I am trying to do some string matching using the Levenshtein algorithm for closest words on businesses. (In python but language won't make a huge difference)

An example query would be

search = 'bna' lat & lon are close by the result I am looking for.

There is a pub right by the latitude and longitude called BNA Brewing Co. by searching BNA my hopes would be that that shows up first (as bna == bna)

I have tried two different way

m = min([editdistance.eval(search, place_split) for place_split in place.name.split(' ')
                     if place_split not in string.punctuation])

returns without ranking based on geographical distance, only levenshtein distance

• Coffee & Books In Town Center
• Talk 'n' Coffee
• Raggedy Ann & Andy's

and with taking into account geographical distance, secondary to levenshtein

• Shapers Hair Salon & Spa
• Amora Day Spa
• Pure Esthetics and Micro-Pigmentation

And

m = editdistance.eval(search, place.name)

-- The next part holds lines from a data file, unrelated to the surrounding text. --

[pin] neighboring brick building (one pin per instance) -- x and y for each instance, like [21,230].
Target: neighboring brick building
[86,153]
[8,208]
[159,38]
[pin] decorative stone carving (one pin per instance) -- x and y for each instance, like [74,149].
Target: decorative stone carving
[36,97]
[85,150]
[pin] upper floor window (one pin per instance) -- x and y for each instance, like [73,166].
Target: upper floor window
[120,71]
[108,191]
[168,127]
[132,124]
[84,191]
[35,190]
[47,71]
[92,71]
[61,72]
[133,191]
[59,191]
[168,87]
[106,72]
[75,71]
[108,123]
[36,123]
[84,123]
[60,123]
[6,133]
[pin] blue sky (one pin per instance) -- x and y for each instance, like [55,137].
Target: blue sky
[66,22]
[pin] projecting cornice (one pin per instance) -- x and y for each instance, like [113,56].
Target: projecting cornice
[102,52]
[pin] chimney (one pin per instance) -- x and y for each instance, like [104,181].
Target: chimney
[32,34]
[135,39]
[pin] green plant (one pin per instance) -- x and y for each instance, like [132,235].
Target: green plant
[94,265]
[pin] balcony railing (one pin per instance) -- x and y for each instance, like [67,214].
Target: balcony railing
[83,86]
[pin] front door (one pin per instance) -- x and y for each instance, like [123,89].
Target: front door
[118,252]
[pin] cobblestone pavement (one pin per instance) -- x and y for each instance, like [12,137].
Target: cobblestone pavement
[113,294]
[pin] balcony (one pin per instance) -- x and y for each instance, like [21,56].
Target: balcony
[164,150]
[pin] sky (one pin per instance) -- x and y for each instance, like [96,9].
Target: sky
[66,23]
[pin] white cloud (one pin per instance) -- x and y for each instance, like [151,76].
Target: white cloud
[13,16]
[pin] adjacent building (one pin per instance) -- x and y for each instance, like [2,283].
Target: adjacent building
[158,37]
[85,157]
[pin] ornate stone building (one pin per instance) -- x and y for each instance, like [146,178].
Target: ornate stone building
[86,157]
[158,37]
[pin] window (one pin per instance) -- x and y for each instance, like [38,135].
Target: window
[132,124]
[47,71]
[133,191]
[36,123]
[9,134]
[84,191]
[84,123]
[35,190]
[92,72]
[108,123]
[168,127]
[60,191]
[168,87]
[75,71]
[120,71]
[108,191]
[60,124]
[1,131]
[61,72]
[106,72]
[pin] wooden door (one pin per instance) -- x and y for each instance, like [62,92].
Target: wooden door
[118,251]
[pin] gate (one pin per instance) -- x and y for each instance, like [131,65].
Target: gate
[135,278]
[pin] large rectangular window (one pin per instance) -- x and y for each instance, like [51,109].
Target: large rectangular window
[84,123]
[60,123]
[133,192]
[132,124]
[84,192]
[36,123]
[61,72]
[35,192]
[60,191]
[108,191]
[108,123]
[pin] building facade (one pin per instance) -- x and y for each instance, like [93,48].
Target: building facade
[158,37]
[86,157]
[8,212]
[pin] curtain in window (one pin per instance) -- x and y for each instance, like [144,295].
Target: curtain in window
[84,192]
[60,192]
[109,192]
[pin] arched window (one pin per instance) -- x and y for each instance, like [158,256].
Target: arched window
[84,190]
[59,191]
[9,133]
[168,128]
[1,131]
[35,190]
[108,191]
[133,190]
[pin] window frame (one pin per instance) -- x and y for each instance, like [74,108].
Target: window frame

The first one returns without ranking based on geographical distance, only levenshtein distance

• KFC
• MOO
• A&W

and with taking into account geographical distance, secondary to levenshtein

• A&W
• A&W
• KFC

So you can see that neither way are returning anything close to BNA Brewing Co. What kind of logic do I have to use to get it to return something when the search terms exactly matches one of the place names in my database?

Answer 1

Recall that Levenshtein distances count the number of substitutions, additions and deletions required to transform one string into another. Because of this, they often are minimized when comparing strings of similar length (because even if a lot of substitutions are required, you don't have to add or remove a bunch of characters). You can see this playing out in your second example where your best outputs all are the same length as your search string (len("bna") == len("A&W")).

If your search string is always going to be a single word, then your idea to calculate the distance for each word in the string is a good one since each word is more likely to be a similar length to your search string. However, currently you are doing a case sensitive comparison which means that editdistance.eval('bna', 'BNA') == 3 which I'm guessing you don't want.

try:

m = min([editdistance.eval(search.lower(), place_split.lower()) for place_split in place.name.split(' ') if place_split not in string.punctuation])

which should give you a case insensitive search.